Parliamentary Affairs Minister Madanlal Khurana disagrees. ``It is not a new bill that the government is introducing. It has been hanging before Parliament for a long time. We are only reviving it'', he told The Indian Express.

Reminded that Parliament had frozen delimitation of constituencies till the next Census of India in 2001, Khurana reactedsaying, ``only if we get working on it now, will things get done by 2001''.

Confident that opposition parties will not cut down the bill, Khurana said the entire exercise, including the decision to table it in Parliament would be preceded by consultations with major political parties and an assessment of the kind of support that the bill would muster in Parliament.

``It is not the BJP that will re-draw the map'', he counters. Denying that the BJP will resort to jerry-mandering he said the government would entrust the task to a technical commission headed by a retired Supreme Court judge which would visit every part of the country before suggesting any changes.

The backdrop to the vociferous demands for delimitation of constituencies from across the political spectrum follows from the growth of the population.
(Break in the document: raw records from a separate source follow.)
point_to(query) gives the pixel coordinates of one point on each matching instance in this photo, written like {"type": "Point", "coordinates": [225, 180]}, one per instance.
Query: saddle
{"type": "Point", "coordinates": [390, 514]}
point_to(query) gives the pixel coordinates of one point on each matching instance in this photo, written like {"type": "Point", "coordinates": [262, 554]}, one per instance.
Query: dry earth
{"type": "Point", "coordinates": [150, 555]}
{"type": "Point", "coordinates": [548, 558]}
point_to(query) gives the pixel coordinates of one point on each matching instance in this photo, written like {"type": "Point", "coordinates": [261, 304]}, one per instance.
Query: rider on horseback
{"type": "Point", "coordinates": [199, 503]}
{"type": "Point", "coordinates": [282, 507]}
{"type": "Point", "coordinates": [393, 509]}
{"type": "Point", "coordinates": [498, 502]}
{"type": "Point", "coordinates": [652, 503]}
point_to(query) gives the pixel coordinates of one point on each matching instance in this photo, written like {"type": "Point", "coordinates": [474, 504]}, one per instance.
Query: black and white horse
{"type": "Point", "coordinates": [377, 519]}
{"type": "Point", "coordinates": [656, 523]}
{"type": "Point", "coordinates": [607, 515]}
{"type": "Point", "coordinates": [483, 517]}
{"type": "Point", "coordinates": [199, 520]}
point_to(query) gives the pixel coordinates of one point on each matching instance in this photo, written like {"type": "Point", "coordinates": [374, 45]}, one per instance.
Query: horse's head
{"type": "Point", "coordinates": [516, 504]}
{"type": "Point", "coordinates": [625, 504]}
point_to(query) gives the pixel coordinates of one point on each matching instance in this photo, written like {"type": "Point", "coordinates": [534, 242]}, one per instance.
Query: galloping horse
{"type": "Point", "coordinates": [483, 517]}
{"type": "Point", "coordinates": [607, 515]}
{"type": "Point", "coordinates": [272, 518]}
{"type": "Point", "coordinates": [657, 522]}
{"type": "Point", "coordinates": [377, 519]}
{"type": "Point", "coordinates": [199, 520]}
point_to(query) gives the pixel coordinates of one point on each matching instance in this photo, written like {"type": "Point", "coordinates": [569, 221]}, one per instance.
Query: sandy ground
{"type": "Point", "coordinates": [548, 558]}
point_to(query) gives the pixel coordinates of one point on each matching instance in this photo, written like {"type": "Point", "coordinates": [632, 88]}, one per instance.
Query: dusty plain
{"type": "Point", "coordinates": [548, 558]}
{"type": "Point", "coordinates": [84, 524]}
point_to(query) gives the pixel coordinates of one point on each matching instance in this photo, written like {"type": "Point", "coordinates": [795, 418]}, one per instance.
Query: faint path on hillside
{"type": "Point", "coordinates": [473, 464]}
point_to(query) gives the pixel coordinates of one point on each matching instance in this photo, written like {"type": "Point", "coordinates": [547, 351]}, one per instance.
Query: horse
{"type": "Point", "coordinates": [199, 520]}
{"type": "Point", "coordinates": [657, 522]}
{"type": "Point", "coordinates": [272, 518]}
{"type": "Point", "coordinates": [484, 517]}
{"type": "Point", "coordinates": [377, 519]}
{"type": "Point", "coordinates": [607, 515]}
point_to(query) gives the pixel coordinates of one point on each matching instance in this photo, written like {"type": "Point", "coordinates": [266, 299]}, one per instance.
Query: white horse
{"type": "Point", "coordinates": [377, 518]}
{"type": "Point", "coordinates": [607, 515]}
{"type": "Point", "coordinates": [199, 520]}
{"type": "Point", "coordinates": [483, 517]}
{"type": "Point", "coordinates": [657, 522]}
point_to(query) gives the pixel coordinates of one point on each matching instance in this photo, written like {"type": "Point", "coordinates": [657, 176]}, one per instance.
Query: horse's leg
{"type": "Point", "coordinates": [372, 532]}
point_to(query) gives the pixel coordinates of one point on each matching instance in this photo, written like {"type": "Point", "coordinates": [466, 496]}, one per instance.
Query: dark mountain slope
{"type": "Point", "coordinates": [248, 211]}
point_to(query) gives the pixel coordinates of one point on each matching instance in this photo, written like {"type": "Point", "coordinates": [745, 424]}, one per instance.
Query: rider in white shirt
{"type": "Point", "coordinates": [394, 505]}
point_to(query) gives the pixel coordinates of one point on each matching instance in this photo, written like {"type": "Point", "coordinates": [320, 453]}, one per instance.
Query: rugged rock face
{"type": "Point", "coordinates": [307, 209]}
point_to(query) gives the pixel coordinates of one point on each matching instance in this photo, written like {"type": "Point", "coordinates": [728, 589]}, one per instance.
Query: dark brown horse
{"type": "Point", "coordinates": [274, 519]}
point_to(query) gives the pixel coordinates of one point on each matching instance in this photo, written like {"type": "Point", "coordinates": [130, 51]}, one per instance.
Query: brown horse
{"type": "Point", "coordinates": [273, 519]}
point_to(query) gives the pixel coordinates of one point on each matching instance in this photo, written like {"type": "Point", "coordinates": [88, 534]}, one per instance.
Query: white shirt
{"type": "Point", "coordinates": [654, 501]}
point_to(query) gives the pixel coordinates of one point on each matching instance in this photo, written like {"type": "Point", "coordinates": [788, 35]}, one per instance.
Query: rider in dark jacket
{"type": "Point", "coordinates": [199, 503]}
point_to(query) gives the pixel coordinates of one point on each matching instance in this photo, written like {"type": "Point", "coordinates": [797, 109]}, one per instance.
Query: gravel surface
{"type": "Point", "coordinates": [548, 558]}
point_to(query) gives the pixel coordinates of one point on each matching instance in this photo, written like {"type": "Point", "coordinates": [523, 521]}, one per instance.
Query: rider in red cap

This growth has been on two counts: a quantum jump in the population since the last delimitation exercise in 1971 and the anomalous growth of the population in different constituencies.

In thecapital alone, Chandni Chowk constituency has less than 4 lakh voters, while the Outer Delhi constituency has more than 28 lakh voters though both are represented by a single MP each in the Lok Sabha. This means that the value of one vote in Outer Delhi is about one-seventh of that in Chandni Chowk.

In the early years after Independence, the job of delimitation was entrusted to an independent Commission and was based on the 1951 Census. Ten years later, yet another delimitation Commission set up after the third general elections in 1963, increased the size of the Lok Sabha from 481 to 490 seats.

The next Census in 1971, was followed by yet another delimitation exercise which completed its task in 1975, increasing the total number of elected seats in the Lok Sabha to its current strength of 543.

The standing guideline for the seat-population ratio was roughly the same for the entire country: a population of 10 lakh would be represented by one member of the Lok Sabha, with the arrangement to be reviewedafter each decennial census.

But the regular delimitation exercises after each census raised apprehensions among some states, and the Southern states in particular, that their family planning and population control success would reduce their representation to the Lok Sabha. The result: the 42nd Amendment passed by Parliament froze the population figure to that of the 1971 Census and delimitation was put on hold till 2001.

Meanwhile, the lowering of the voting age to 18, the tremendous increase in population and the intensive revision of electoral rolls just prior to the 1998 Lok Sabha elections have all contributed in pushing the number of registered voters to over 630 million from among a total population of 950 million.

With the Election Commission expecting candidates to stick to the poll expenditure limit of Rs 15 lakh, parties across the political spectrum feel the size of the constituency has to be rationalised.

The EC has also offered that it could part of any non-partisan technical body setup to go into the actual redrawing of the map. ``This would prevent any attempts at jerry-mandering'', according to Chief Election Commissioner MS Gill.